# Blue moon?



## Thetpi825 (Jul 2, 2008)

How many of ya'll have this Micro around you? I'm sipping on a Full moon there winter selection its so refreshing and sweet.


----------



## squid (Oct 9, 2006)

Thetpi825 said:


> How many of ya'll have this Micro around you? I'm sipping on a Full moon there winter selection its so refreshing and sweet.


It is stocked at a local grocery store here. Haven't tried it yet. I picked up some Carolina Blonde a couple weeks ago....and that's what I'm enjoying right now.


----------



## Commander Quan (May 6, 2003)

Blue Moon really isn't a Micro it's made by Coors and I'm pretty sure it's available all over, the original Blue moon isn't a bad version of a Wit. I've never had the Winter Brew


----------



## mhailey (Dec 28, 2007)

Great beer. Its made by Coors


----------



## elderboy02 (Jun 24, 2008)

The regular Blue Moon is awesome. I didn't like the Winter Ale.


----------



## Thetpi825 (Jul 2, 2008)

Commander Quan said:


> Blue Moon really isn't a Micro it's made by Coors and I'm pretty sure it's available all over, the original Blue moon isn't a bad version of a Wit. I've never had the Winter Brew


Dang never knew that thanks for the heads up.


----------



## Scott W. (Jul 10, 2008)

I enjoy this a lot.


----------



## capdaddy222 (Apr 4, 2008)

well miller bought coors so really its now owned by a south african investment company. 
unless you are buying a local brew, our your hard earned dollar just flows out to foreign owned conglomerates (bud - belgum, Miller - south africa)

or you can brew your own!


----------



## hornitosmonster (Sep 5, 2006)

Good beer. Try it with a this slice of orange :tu


----------



## Ace$nyper (Aug 15, 2007)

hornitosmonster said:


> Good beer. Try it with a this slice of orange :tu


Yup!

I've found roughing it up with a fork is better then plopping it in.

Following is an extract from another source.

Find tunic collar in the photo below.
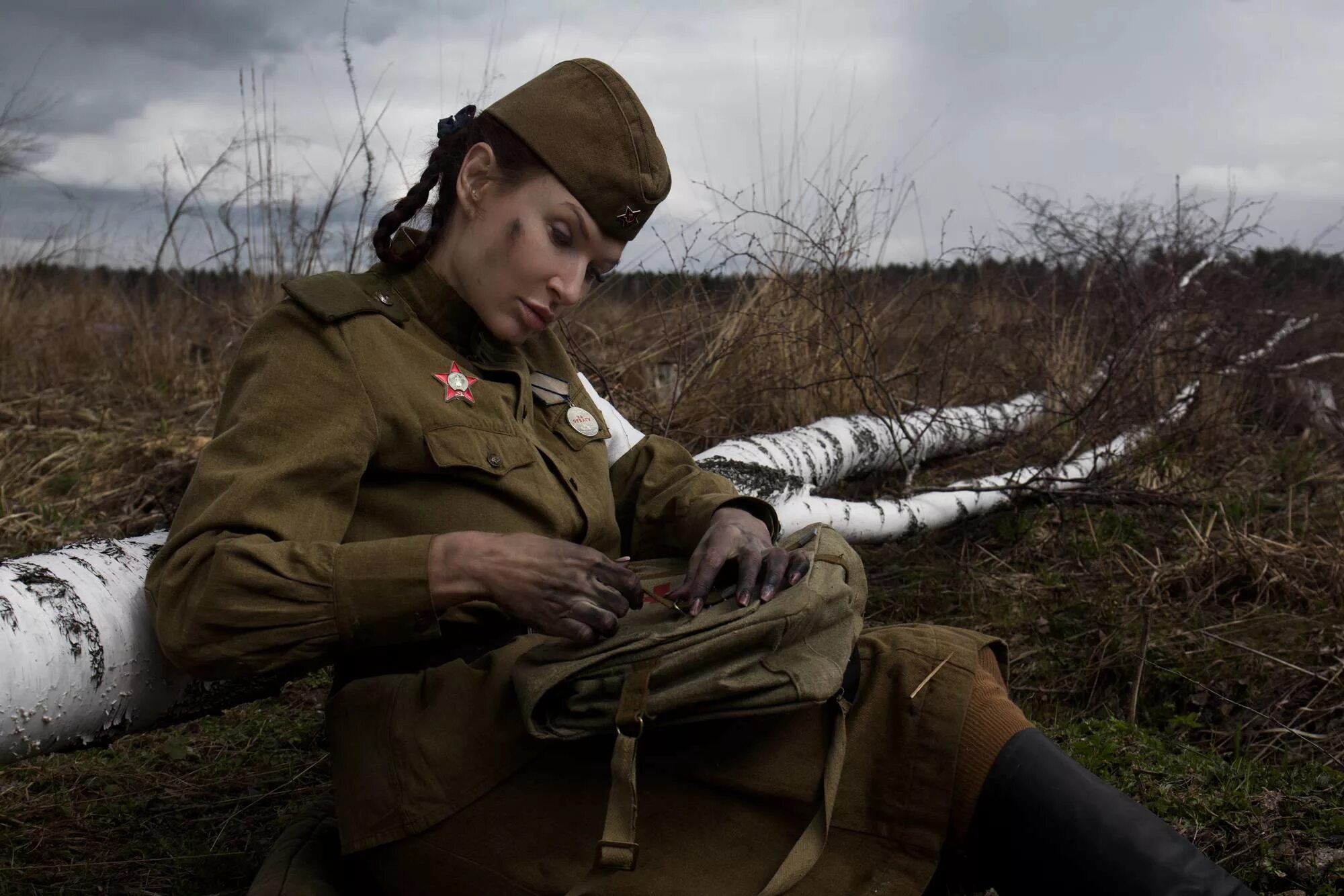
[372,234,521,367]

Take the slice stab a tiny bit then almost scramble it a bit then drop it.


----------



## BigCat (Sep 9, 2008)

Try the harvest moon. It is their fall beer and it is really good.


----------



## SledZeppelin (Oct 1, 2008)

blue moon is mucho tasty 

the orange is essential for proper enjoyment


----------



## Chris. (Oct 5, 2008)

I love every blue moon beer. It's all good and goes great with everything. I like Yuengling as well. You should try Leinenkugal sunset wheat if you like wheat beer.:tu


----------



## SledZeppelin (Oct 1, 2008)

Chris. said:


> I love every blue moon beer. It's all good and goes great with everything. I like Yuengling as well. You should try *Leinenkugal sunset wheat* if you like wheat beer.:tu


i was going to mention leiney's in my previous post!

SOOOOOO delicious! was just having some last sunday w/ my baseball team

my favorite is their Honey Weiss, but no one carries it in california


----------



## pro2625 (Jun 25, 2008)

I like them both....

I will say though I really prefer red hook long hammer right now....Awesome stuff

Im also loving firestone double barrel ale


----------



## JE3146 (Jan 15, 2008)

It's alright. I enjoy it for a 2$ 20oz, but it pales in comparison to a better Wit. But to get that you're looking more at 8 to 12$ per 20oz. So it's all in the price point you're willing to pay.

Doing A-B testing, to something that's made with 'identical' (I say that loosely because they're not, but their goal was the same) profiles... it's easy for even the most amateur of beer drinkers to tell which is which when comparing Blue Moon to a premium.


----------



## Paint (Mar 1, 2008)

Rather have a Founders brew a local Brewery with great beers...On tap can't beat that!!!:tu


----------